The old chapel, as it was then called, was badly damaged on the day of the liberation of the village on 27 November 1944 by the blasting of the beautiful bridge which crossed the Doller from a single arch, First years of the century. What remained of the chapel was shaved and the ground leveled. The three old lime trees between the two bridges recall the little square in front of the old chapel.
As we have seen, a school has been operating in Niederbruck since about 1730. As in 1842 the school, designed for 60 students, proved too small for the 80 who attended it, it was replaced by a larger one. This is certainly the current elementary school. A photograph of the end of the last century still shows 80 schoolchildren. It is known that around 1850 she was a nun who taught at Niederbruck.
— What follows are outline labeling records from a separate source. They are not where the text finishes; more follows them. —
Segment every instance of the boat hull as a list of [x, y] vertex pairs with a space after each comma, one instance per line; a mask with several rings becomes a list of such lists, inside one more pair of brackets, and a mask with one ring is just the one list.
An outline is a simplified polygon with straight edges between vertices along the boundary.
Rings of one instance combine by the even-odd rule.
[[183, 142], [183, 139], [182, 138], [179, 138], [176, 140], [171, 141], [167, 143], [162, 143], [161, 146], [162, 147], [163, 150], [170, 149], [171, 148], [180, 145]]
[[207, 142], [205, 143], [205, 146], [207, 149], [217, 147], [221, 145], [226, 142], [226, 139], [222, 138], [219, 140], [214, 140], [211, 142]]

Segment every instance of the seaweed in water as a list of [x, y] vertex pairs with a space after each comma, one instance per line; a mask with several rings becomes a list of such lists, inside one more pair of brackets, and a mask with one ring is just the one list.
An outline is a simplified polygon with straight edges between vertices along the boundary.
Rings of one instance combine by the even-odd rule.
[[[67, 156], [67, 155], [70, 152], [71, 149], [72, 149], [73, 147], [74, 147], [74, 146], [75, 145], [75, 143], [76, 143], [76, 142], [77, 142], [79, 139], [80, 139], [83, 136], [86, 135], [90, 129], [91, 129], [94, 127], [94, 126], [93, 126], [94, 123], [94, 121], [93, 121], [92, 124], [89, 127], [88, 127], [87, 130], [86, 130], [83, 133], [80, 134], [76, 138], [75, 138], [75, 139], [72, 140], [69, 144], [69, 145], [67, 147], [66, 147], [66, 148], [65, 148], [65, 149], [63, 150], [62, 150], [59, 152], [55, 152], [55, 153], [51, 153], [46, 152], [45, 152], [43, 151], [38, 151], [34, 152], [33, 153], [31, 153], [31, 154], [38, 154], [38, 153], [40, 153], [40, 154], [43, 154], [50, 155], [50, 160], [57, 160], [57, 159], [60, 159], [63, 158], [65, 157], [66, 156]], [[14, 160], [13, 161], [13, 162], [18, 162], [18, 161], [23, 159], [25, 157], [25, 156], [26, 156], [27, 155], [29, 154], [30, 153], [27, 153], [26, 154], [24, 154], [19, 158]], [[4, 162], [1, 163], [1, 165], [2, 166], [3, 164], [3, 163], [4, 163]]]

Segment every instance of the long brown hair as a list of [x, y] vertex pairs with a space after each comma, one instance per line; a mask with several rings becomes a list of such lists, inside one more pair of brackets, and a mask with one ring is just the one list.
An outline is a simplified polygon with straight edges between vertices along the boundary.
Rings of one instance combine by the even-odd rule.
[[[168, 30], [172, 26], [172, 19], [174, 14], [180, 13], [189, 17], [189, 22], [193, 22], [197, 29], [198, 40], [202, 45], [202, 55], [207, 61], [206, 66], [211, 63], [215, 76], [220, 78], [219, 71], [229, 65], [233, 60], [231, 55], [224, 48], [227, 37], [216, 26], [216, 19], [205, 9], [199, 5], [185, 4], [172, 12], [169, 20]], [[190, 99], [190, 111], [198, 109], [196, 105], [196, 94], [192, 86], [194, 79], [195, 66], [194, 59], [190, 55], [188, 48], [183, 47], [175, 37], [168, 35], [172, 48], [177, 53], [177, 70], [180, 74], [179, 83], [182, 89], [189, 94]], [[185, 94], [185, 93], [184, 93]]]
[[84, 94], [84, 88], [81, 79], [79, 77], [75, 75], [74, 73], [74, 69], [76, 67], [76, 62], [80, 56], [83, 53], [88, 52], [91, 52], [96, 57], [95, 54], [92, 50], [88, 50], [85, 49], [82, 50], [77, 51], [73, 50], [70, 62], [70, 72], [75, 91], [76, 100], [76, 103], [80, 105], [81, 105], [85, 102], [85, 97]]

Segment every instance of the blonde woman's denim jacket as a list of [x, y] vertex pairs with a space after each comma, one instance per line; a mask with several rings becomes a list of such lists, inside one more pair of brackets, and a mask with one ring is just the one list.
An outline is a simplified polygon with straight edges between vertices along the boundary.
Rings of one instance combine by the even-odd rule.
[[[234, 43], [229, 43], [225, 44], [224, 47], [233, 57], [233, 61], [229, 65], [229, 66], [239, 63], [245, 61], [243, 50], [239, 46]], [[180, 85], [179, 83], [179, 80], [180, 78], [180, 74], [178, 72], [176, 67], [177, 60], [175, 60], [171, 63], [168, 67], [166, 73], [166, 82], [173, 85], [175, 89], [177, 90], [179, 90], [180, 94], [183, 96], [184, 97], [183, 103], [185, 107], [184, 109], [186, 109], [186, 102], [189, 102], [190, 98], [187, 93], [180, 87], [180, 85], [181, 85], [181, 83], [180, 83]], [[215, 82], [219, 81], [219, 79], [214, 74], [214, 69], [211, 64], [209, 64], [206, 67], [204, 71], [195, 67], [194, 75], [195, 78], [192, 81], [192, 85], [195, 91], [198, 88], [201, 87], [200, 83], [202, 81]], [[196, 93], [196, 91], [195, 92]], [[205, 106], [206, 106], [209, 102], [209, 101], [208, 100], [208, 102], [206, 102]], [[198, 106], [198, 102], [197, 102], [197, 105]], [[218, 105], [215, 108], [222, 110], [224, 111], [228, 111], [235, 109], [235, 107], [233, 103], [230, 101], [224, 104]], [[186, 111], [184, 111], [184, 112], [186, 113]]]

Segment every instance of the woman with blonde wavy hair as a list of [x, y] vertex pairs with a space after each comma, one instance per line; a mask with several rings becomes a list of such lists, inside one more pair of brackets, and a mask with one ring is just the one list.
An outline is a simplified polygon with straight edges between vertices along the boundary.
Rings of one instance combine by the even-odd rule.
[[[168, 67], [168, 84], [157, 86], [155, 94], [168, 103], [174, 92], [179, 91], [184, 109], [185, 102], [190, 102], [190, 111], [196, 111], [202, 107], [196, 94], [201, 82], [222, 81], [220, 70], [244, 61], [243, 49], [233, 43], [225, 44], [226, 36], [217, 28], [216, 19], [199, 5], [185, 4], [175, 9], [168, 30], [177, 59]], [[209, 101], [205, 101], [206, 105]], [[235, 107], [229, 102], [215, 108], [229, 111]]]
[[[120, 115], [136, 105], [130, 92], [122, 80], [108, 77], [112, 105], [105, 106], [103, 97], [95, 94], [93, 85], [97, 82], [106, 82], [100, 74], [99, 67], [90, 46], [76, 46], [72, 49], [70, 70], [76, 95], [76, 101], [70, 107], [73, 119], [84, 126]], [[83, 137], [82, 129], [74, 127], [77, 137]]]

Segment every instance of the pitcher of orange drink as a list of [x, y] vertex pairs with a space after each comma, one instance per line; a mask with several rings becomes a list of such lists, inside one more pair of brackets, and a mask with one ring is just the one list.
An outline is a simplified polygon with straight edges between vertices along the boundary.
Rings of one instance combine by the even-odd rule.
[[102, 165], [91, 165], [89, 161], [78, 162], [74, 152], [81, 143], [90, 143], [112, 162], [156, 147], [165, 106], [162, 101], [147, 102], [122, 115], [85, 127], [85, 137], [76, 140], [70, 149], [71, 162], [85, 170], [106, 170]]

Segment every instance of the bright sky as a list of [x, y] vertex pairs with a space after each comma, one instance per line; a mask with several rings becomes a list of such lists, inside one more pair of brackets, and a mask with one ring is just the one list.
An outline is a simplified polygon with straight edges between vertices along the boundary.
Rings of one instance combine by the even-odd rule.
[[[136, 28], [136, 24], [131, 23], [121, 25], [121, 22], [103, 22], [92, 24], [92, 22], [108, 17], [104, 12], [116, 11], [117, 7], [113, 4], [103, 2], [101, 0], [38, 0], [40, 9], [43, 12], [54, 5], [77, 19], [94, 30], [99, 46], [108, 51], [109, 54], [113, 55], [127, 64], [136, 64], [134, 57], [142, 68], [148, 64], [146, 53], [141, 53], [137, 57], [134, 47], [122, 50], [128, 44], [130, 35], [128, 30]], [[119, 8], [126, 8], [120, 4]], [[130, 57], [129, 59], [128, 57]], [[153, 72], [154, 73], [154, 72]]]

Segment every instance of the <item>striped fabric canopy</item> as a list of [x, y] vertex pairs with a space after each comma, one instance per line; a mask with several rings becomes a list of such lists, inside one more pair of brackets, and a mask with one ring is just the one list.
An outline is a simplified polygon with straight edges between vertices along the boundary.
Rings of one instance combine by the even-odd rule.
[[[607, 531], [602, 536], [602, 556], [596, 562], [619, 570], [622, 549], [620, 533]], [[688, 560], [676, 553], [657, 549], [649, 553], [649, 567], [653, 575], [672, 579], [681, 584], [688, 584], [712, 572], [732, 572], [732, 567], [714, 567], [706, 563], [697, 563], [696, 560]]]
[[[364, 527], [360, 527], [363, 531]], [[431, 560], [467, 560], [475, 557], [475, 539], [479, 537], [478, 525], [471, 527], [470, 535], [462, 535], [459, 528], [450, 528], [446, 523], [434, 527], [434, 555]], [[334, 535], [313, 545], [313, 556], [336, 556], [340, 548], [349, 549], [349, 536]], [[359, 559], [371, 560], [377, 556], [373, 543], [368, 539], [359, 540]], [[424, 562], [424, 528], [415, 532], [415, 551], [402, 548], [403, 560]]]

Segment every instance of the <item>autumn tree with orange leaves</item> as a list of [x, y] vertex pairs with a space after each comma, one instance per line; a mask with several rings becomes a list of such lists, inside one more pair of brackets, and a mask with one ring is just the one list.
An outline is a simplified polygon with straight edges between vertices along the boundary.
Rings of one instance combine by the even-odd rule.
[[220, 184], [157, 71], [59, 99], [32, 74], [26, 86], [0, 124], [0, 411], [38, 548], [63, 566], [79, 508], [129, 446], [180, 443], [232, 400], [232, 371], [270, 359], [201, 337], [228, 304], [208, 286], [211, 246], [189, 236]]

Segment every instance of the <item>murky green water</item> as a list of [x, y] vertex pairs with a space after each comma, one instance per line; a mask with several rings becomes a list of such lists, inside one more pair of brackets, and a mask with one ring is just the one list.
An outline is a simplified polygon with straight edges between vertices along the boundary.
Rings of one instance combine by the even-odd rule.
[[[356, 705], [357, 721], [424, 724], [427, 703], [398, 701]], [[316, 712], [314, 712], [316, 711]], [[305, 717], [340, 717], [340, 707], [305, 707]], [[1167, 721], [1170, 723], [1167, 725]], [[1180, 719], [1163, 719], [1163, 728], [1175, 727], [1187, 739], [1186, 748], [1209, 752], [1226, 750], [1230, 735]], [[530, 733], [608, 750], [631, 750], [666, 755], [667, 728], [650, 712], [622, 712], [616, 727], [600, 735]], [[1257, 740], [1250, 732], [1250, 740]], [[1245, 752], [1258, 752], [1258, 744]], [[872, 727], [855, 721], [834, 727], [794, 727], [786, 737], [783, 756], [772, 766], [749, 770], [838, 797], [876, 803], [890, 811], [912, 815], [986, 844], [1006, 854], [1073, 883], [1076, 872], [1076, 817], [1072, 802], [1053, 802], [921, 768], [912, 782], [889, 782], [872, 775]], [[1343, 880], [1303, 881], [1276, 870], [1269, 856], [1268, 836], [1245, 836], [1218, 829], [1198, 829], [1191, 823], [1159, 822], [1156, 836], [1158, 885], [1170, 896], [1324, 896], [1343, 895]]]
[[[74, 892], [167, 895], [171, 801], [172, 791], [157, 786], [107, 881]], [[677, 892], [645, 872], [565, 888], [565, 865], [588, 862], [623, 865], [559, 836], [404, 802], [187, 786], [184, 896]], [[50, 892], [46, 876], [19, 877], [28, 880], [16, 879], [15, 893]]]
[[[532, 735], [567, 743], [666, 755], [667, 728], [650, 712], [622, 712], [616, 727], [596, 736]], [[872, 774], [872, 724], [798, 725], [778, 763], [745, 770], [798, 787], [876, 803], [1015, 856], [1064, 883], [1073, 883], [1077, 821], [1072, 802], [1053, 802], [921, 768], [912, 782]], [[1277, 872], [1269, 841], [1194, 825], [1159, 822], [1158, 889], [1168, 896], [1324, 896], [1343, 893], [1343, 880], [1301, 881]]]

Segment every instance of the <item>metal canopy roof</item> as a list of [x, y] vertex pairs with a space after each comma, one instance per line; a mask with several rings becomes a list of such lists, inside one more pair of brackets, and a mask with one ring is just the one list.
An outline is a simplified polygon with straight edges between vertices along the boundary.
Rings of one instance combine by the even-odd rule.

Niederbruck counted about 1800 240 inhabitants, in 1975 305 and at the moment about 465 thanks to the new constructions.
If, for about a thousand years, the language of the people was German, for the last thirty years the majority of people speak only French among themselves.
On 1 January 2016, the municipality of Niederbruck merged with the municipality of Masevaux, becoming the new commune of Masevaux-Niederbruck.